Brits get more adventurous with more exotic fruit
Brits are getting increasingly adventurous in the fruit aisle, with exotics such as pomegranates and persimmons thriving whiles sales of better known exotics such as mangoes and pineapples are declining.
Total volumes for these lesser-known fruits are still relatively small, but the growth rates they are showing are impressive.
Volume sales of pomegranates have soared by 26.7% to 1537 tonnes over the past year, with value sales up 20% to £3.6 million [Kantar World panel 52w/e 4 September 2011]. Asda sold more persimmons than mangoes during the persimmons three month season last year. Coconuts and dates are also doing well in the mults, with volume sales up 3.7% and 8.9% respectively.
It’s a different story for many mainstream exotics, however. Over the past year, volume sales of pineapples- the UK’s second favourite exotic fruit- have fallen 15% whole magoes and kiwi fruit are down 13% each. Only melons, the UK’s biggest selling exotic fruit, have held steady with volume up 1.4% and value up 4.3% over the past year.
The sales drop in mainstream exotics was partly because of price inflation and because some consumers simply perceived them to be pricier than other fruits, said one industry source. Some niche exotics had also been boosted by positive PR, with sales of pomegranates rising as a result of its reputations as a ‘super fruit’.
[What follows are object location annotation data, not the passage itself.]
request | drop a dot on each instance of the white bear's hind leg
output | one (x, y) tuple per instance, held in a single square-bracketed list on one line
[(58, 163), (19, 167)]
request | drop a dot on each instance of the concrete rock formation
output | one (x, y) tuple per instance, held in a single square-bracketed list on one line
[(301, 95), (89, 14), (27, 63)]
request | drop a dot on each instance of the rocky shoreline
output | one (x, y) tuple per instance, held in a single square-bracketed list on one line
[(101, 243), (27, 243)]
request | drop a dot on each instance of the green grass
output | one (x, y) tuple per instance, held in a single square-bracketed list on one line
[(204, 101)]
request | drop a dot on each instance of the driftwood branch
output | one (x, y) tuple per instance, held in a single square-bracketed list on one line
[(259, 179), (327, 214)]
As for persimmon, Asda exotic produce buyer Dean Hayden said the supermarket had sold more than half a million Spanish persimmons last season and expected to see similarly high interest this year. “This is the fruit of the future,” he said “we sold more Spanish persimmons than mangoes last season. This highlights how much our customers love it.”
Earlier this year, Asda introduced a persimmon three pack, priced at £1, and it plans to run in-store sampling events to encourage trial of the fruit.
The market for the firm orange fruit is currently too small to be picked up in the Kantar data.